I thought I remember seeing something years ago that had a magnetic lipped bag that you stuck under where you were going to drill to catch metal shavings. Is there still such a thing, and if so, do you know who makes them? I though R-a-T would have something, but know dice.

Thanks.


----------



## stuiec (Sep 25, 2010)

knowshorts said:


> I thought I remember seeing something years ago that had a magnetic lipped bag that you stuck under where you were going to drill to catch metal shavings. Is there still such a thing, and if so, do you know who makes them? I though R-a-T would have something, but know dice.
> 
> Thanks.


 
magnets in live panels...eeesh:blink: (assuming that is where this would be used)


----------



## MechanicalDVR (Dec 29, 2007)

I've seen guys wrap a magnet in a rag or put it in a baggy.


----------



## ilikepez (Mar 24, 2011)

Closest thing I can think off is a brass catcher for rifles.
http://www.cabelas.com/2011-shooting-gear-caldwell-15-brass-catcher.shtml?WT.tsrc=CSE&WT.mc_id=GoogleBaseUSA&WT.z_mc_id1=1170134&rid=40&mr:trackingCode=0007F915-921B-E011-8E88-001B21631C34&mr:referralID=NA

That guy looks like it would attach to most drills and its cheap enough.


----------



## 480sparky (Sep 20, 2007)

I just use a magnet wrapped in whatever is handy. Paper bag, newspaper, etc.


----------



## Grounded-B (Jan 5, 2011)

The "Funky Bag" !!

FPF International Corp, LLC
Post Office Box 300 
305 N 2nd Street
Upland, CA 91786
Telephone: 1-877-FUNKY-4-U

It's a leather bag with a totally enclosed magnetic rim.

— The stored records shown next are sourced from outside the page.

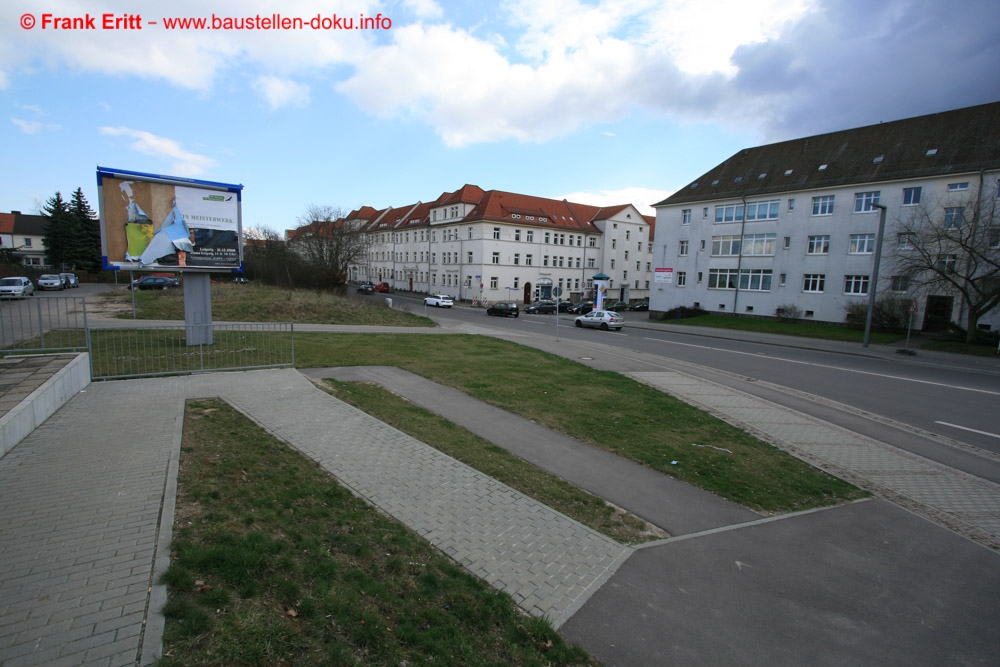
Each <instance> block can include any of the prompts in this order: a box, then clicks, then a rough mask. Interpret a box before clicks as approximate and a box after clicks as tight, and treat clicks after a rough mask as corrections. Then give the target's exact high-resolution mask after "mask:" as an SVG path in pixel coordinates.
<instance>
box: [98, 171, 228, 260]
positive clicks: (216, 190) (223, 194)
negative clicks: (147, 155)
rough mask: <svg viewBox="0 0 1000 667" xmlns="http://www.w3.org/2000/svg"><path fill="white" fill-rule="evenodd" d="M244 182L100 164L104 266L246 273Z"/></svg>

Removable plastic bag insert for your chips.


----------



## Grounded-B (Jan 5, 2011)

http://www.easypower.com/docs/FunkyBagToolBrochure.pdf

Link to a brochure for the "Funky Bag"


----------



## chewy (May 9, 2010)

I put a magnet inside a sandwich bag, then turn the bag inside out to take it off to keep the magnet clean when I'm done when I'm drilling into occupid racks and cabinets. I think I'm going to buy a chassis punch and start using it with my impact, a lot less mess I reckon.


----------



## MechanicalDVR (Dec 29, 2007)

ilikepez said:


> Closest thing I can think off is a brass catcher for rifles.
> http://www.cabelas.com/2011-shootin...-921B-E011-8E88-001B21631C34&mr:referralID=NA
> 
> That guy looks like it would attach to most drills and its cheap enough.


 
The mesh on a brass catcher isn't very fine.


----------



## knowshorts (Jan 9, 2009)

Grounded-B said:


> The "Funky Bag" !!
> 
> FPF International Corp, LLC
> Post Office Box 300
> ...



That's exactly what I was visualizing. And the date seems about right. It doesn't appear that company is still in business. That brochure has enough information though, that I can have one custom made for a project I am doing.


----------



## DEdlin1990 (Mar 10, 2012)

Cut the hole and clean up afterwords with a level with rare earth magnets. Nothing works better and it's less stuff to have to worry about.


----------



## tkb (Jan 21, 2009)

A couple pieces of duct tape forming a pocket on the inside of the panel works very good.

The adhesive will catch the chips, Easy cleanup and very cheap.


----------